Этнография ПВЛ

Повесть временных лет может попасть в поле зрения этнографа не только с точки зрения общепринятых, ученических представлений об этнографических источниках. Как известно, автор Повести, наряду с разного рода византийскими хрониками, использовал фольклорные сюжеты. С другой стороны, Повесть часто характеризуется не просто как исторический источник, но именно как литературный памятник. Именно в качестве памятника средневековой литературы Повесть может быть интересна этнографу, работающему в той области этнографии, которую мы назовем этнографией фольклора. Речь идет о том, литература как таковая возникает из фольклора, т.е. обязана фольклору не только прямыми заимствованиями тех или иных текстов, но всем своим строем. Помимо прочего, это означает, что фольклор не входит в предмет исследования литературоведения. Яйца курицу не учат!
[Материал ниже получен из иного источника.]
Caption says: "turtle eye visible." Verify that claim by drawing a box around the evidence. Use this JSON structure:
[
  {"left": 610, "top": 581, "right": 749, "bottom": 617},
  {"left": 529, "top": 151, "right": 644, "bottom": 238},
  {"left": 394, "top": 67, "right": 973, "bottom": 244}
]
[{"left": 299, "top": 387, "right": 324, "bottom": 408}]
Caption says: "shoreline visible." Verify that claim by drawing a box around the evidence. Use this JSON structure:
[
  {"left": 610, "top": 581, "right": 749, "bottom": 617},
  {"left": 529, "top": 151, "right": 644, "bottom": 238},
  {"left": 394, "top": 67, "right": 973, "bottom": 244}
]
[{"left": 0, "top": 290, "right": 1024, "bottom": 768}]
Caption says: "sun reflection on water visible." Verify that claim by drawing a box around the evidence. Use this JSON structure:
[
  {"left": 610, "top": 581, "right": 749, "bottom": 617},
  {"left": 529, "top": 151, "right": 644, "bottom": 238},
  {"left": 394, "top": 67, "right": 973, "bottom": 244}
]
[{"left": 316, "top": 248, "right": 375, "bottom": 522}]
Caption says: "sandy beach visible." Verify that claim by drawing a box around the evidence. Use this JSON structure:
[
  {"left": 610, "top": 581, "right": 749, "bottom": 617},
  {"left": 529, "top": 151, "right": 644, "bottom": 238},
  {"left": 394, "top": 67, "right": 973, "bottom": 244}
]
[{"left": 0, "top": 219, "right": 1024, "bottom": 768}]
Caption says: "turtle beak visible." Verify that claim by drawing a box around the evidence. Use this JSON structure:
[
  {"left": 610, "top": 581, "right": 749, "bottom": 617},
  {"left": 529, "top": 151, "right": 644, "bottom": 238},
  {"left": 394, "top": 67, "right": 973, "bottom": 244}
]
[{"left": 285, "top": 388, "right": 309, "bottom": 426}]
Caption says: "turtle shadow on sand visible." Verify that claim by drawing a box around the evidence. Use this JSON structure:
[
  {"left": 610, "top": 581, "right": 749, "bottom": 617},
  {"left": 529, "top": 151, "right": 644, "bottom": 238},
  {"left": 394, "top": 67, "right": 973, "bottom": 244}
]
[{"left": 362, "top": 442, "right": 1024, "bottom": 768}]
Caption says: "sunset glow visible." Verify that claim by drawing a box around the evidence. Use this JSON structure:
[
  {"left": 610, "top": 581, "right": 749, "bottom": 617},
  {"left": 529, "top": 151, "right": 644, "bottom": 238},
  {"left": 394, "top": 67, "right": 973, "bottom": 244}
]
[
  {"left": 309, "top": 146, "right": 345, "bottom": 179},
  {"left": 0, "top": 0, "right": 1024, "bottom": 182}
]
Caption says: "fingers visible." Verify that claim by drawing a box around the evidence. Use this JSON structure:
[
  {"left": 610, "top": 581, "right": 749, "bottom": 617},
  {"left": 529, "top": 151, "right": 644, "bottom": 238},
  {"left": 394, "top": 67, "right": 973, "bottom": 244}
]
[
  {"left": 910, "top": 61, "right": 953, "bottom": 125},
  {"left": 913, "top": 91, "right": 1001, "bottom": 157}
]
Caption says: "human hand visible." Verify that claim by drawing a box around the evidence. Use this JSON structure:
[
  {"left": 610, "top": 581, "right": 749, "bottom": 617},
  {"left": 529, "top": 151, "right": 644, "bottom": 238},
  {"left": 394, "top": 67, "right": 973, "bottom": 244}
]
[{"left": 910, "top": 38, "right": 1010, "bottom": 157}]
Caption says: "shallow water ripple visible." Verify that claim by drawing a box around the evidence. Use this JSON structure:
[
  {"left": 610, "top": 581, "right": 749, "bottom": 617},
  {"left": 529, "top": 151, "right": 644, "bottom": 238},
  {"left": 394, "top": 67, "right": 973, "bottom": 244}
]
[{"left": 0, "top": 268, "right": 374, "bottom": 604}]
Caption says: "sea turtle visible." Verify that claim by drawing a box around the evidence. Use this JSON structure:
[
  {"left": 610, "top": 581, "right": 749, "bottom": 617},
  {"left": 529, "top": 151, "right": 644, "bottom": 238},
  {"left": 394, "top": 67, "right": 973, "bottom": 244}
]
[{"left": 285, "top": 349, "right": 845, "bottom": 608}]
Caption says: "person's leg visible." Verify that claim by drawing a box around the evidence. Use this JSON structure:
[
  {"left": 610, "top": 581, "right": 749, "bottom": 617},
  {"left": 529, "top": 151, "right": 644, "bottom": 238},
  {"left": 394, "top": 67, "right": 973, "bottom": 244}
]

Конечно, ставя вопрос таким образом, мы выступаем уже не в роли исследователей фольклора, а в роли историков литературы. Поэтому, чтобы остаться на своих позициях, мы должны сосредоточиться на тех фольклорных клише или трафаретах, которые автор Повести использовал, чтобы в яркой форме донести до потомков реальные исторические события или те события, которые он принимал (вариант: пытался выдать) за реальные. Через установление таких клише (сюжетов, мотивов, образов), кстати говоря, можно понять, в чем состояло описываемое событие. Правда, в этом случае мы превращаемся в историков.

Где-то между двумя этими крайностями находится этнография ПВЛ, имея в виду не только Повесть временных лет, но эпоху ее создания в целом, куда можно включить вместе с летописными сведениями также сведения, которые происходят из берестяных грамот или граффити.

Впрочем, надо признаться, первоначально автора этих строк в историю древней Руси привела загадка места рождения сказочного образа Кощея Бессмертного (см.: Белков П.Л. Об одном образе индийской волшебной сказки (мотив как текст) // Радловский сборник. Научные исследования и музейные проекты МАЭ РАН в 2015 г. СПб., 2016. С.9-18).